En vérité, Jack n’est autre que le Juif ‘Haïm-Yankel
Le Rav Chalom Ber Lipskar de l’institut Alef (en Floride) raconte : « l’épisode eut lieu pendant un périple au cours duquel mon compagnon et moi-même avions rendu visite à des Juifs détenus, dans différentes maisons d’arrêt en Floride, afin de leur apporter du soutien moral et de les sensibiliser à la Torah et aux Mitsvot, selon un souhait exprimé par le Rabbi Chlita Méle’h HaMachia’h. Ce soir là, épuisés et harassés après une éprouvante journée, nous nous retrouvâmes à errer en voiture dans une localité du nom de Jacksonville que nous ne connaissions pas. Nous nous mîmes en quête d’une station-service ainsi que d’un motel pour passer la nuit.
Après une laborieuse recherche, nous trouvâmes une station-service et y pénétrâmes. Derrière le comptoir se trouvait un homme bâti en armoire à glace à l’allure peu rassurante qui en apercevant deux Juifs revêtus de caftans noirs, disparut durant quelques instants et revint en nous faisant signe de le suivre dans l’arrière-boutique.

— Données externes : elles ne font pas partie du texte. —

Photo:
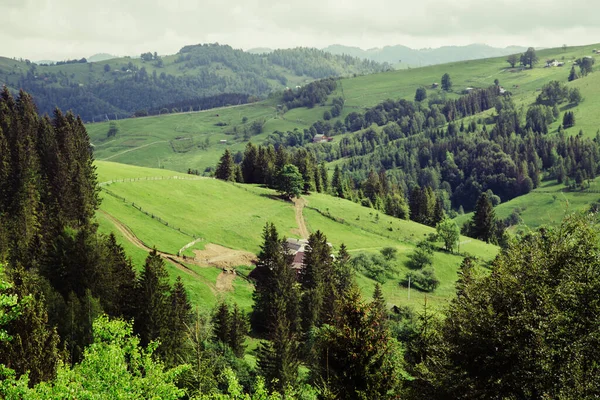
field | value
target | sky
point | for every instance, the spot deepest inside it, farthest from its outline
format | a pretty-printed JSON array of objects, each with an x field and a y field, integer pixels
[{"x": 63, "y": 29}]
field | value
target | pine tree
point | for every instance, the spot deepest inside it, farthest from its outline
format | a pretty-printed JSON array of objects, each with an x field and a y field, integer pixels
[
  {"x": 337, "y": 183},
  {"x": 317, "y": 265},
  {"x": 483, "y": 221},
  {"x": 573, "y": 74},
  {"x": 278, "y": 359},
  {"x": 180, "y": 317},
  {"x": 226, "y": 168},
  {"x": 357, "y": 359},
  {"x": 238, "y": 331},
  {"x": 324, "y": 177},
  {"x": 34, "y": 346},
  {"x": 222, "y": 323},
  {"x": 152, "y": 308},
  {"x": 249, "y": 164}
]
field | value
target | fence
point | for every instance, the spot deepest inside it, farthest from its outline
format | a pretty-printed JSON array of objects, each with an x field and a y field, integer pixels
[{"x": 156, "y": 217}]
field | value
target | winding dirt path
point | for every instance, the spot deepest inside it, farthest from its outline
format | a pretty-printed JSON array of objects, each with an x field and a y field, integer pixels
[
  {"x": 178, "y": 262},
  {"x": 225, "y": 281},
  {"x": 135, "y": 148},
  {"x": 299, "y": 204}
]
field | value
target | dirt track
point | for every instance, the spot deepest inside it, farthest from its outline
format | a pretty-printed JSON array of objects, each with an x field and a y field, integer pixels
[
  {"x": 212, "y": 255},
  {"x": 299, "y": 204}
]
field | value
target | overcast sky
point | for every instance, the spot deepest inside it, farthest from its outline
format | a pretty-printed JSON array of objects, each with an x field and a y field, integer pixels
[{"x": 59, "y": 29}]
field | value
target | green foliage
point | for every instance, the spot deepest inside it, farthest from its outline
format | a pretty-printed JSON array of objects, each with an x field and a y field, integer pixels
[
  {"x": 449, "y": 233},
  {"x": 357, "y": 359},
  {"x": 568, "y": 120},
  {"x": 529, "y": 58},
  {"x": 420, "y": 94},
  {"x": 290, "y": 181},
  {"x": 422, "y": 256},
  {"x": 537, "y": 307},
  {"x": 226, "y": 168},
  {"x": 446, "y": 82},
  {"x": 114, "y": 366}
]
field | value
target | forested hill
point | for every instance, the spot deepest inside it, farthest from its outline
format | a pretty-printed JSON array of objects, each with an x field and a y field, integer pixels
[{"x": 197, "y": 77}]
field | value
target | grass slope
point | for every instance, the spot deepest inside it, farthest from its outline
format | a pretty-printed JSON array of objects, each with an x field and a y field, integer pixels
[
  {"x": 234, "y": 216},
  {"x": 192, "y": 140}
]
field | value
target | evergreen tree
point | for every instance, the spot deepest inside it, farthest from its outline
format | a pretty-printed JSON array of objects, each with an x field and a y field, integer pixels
[
  {"x": 484, "y": 220},
  {"x": 238, "y": 331},
  {"x": 34, "y": 344},
  {"x": 180, "y": 317},
  {"x": 317, "y": 266},
  {"x": 226, "y": 168},
  {"x": 222, "y": 323},
  {"x": 337, "y": 183},
  {"x": 250, "y": 164},
  {"x": 573, "y": 74},
  {"x": 324, "y": 177},
  {"x": 278, "y": 359},
  {"x": 357, "y": 359},
  {"x": 152, "y": 308}
]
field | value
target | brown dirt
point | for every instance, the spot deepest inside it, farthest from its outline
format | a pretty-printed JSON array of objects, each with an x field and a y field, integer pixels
[
  {"x": 225, "y": 281},
  {"x": 298, "y": 206},
  {"x": 223, "y": 257}
]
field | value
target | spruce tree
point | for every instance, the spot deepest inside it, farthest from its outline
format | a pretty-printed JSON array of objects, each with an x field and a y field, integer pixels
[
  {"x": 324, "y": 177},
  {"x": 152, "y": 308},
  {"x": 337, "y": 183},
  {"x": 180, "y": 318},
  {"x": 484, "y": 220},
  {"x": 249, "y": 164},
  {"x": 34, "y": 346},
  {"x": 573, "y": 74},
  {"x": 222, "y": 323},
  {"x": 226, "y": 168},
  {"x": 238, "y": 331},
  {"x": 317, "y": 266}
]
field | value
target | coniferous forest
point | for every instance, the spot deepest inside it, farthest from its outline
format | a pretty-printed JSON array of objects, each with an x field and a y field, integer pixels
[{"x": 78, "y": 321}]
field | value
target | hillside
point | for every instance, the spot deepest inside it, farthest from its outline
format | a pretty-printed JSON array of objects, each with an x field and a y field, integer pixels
[
  {"x": 228, "y": 219},
  {"x": 197, "y": 77},
  {"x": 403, "y": 55}
]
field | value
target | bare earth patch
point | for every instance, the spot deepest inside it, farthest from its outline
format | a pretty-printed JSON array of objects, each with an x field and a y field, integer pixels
[{"x": 223, "y": 257}]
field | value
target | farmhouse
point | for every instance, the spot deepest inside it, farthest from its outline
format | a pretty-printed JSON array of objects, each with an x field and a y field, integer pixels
[{"x": 321, "y": 139}]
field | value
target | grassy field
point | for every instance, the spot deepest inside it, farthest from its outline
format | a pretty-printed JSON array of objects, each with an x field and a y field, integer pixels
[
  {"x": 546, "y": 205},
  {"x": 193, "y": 140},
  {"x": 234, "y": 215}
]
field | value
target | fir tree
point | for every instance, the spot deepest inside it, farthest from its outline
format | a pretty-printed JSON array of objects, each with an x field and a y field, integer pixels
[
  {"x": 180, "y": 317},
  {"x": 573, "y": 74},
  {"x": 222, "y": 323},
  {"x": 226, "y": 168},
  {"x": 337, "y": 183},
  {"x": 317, "y": 265}
]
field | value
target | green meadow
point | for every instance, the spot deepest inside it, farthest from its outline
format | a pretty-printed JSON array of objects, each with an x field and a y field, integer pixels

J’ignore d’où le courage nous vint de ne pas prendre nos jambes à notre cou devant cette inquiétante masse de muscles, mais le fait est qu’un instinct nous incita à le suivre. En pénétrant dans une pièce au fond d’un couloir, nous découvrîmes un vieil homme assis derrière un bureau, et dont le visage abondamment ridé témoignait que la vie lui avait valu quelques tourments.
Nous nous interrogions encore sur la raison qui nous avait fait aboutir ici à Jacksonville au milieu de la nuit lorsque le vieil homme se pencha vers nous et nous demanda en yiddish : « Qui êtes-vous ? ». Nous lui répondîmes alors dans la même langue : « Nous sommes des envoyés du Rabbi de Loubavitch. » En entendant notre réponse, il éclata en larmes et il se passa une bonne demi-heure avant qu’il puisse finalement vaincre les spasmes qui l’agitaient.
Lorsqu’il parvint à rependre le contrôle de lui-même, il nous demanda de prendre place, car il désirait nous relater son histoire.
« J’ai été jadis dit-il, un Juif pieux et d’obédience ‘hassidique comme vous. Mes parents étaient des ‘Hassidim qui habitaient une petite bourgade juive de Pologne. Mon père portait un Shtreimel et ma mère était une sainte femme. J’ai étudié au ‘heder et je me souviens du Rebbe, de l’ambiance ‘hassidique, des chants, du Chabbat, de Pourim, de ‘Hanouccah, de Roch Hachanah et de Yom Kippour. J’ai vécu en ‘Hassid et j’ai même épousé une jeune fille ‘hassidique avec laquelle j’ai bâti un foyer. Lorsque la guerre s’est abattue sur nous, mes parents, mes frères, mes sœurs et toute ma petite famille ont été brûlés à Auschwitz et ce maudit Hitler n’en a pas laissé survivre un seul de tous ceux que j’aimais.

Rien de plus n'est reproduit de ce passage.